-- - -- - - -- - - -- - - -- - - -- - - -- - - -Jornal do Commercio - Recife, 05 de maio de 1998


JOELMIR BETTING

Caçapa cantada

A desaceleração da economia, baixada por decreto em novembro, entrou em reversão em março e abril. Era o que a coluna cantou ainda em novembro, tempo de sinistrose nacional bruta. A duplicação dos juros e o pacote fiscal de reparação dos estragos dos juros (na dívida pública) fizeram a festa do terrorismo econômico incrustrado na mídia coisa-preta, aqui dentro e lá fora. Em tom cavernoso, cartomantes recheadas de álgebra anunciaram "a pior recessão brasileira de todos os tempos" na travessia de 1998, ano de (re)eleição do tucanato sadomasoquista.

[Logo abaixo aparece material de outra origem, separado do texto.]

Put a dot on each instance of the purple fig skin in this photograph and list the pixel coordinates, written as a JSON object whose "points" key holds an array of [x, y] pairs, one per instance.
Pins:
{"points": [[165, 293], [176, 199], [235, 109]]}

E deu no que está dando. O mundo não acabou antes do Natal e o Brasil não foi a pique após o carnaval. Pelo indicador das reservas internacionais, escapamos do colapso cambial anunciado por Dornbusch & cia. Estamos sentados sobre reservas que se aproximam de US$ 75 bilhões agora em maio, já na base mineira do "se melhorar, estraga". E o famigerado "déficit externo em transações correntes", popularizado em conversas de taxistas e de barbeiros, está em retração e não em explosão. Ah! A taxa básica de juros, com nova redução agora em maio, pode ficar abaixo da taxa média de abril a outubro do ano passado. Que tal?

Os mesmos profetas da catástrofe refazem previsões juradas fortes antes do Natal. Alguns já arriscam uma expansão de "até 2%" para o PIB deste ano. Antes, apontavam para uma recessão de "até 3%". Esta coluna repete a aposta de novembro: o PIB pode emplacar 2% no primeiro semestre e 4% no segundo, repetindo a marca gregoriana do ano passado: 3%. Com inflação também de 3%. A menor desde 1942.

Eis a questão: tomaram como demanda cancelada o que não passava de demanda protelada. Indicadores de conjuntura apurados pela Fiesp, divulgados ontem pelo Estado, revelam crescimento de 4% na atividade industrial de março - sobre fevereiro. E o melhor: crescimento de 5,1% sobre março do ano passado.

Termômetro do desempenho industrial, o ramo de embalagens, liderado pelo papelão ondulado, volta a operar no limite da capacidade instalada, informa o vice-presidente da Fiesp, Roberto Nicolau Jeha. As vendas deste ano já estão 11% acima do primeiro quadrimestre do ano passado. Tradução: vem reaquecimento industrial pela proa de 1998.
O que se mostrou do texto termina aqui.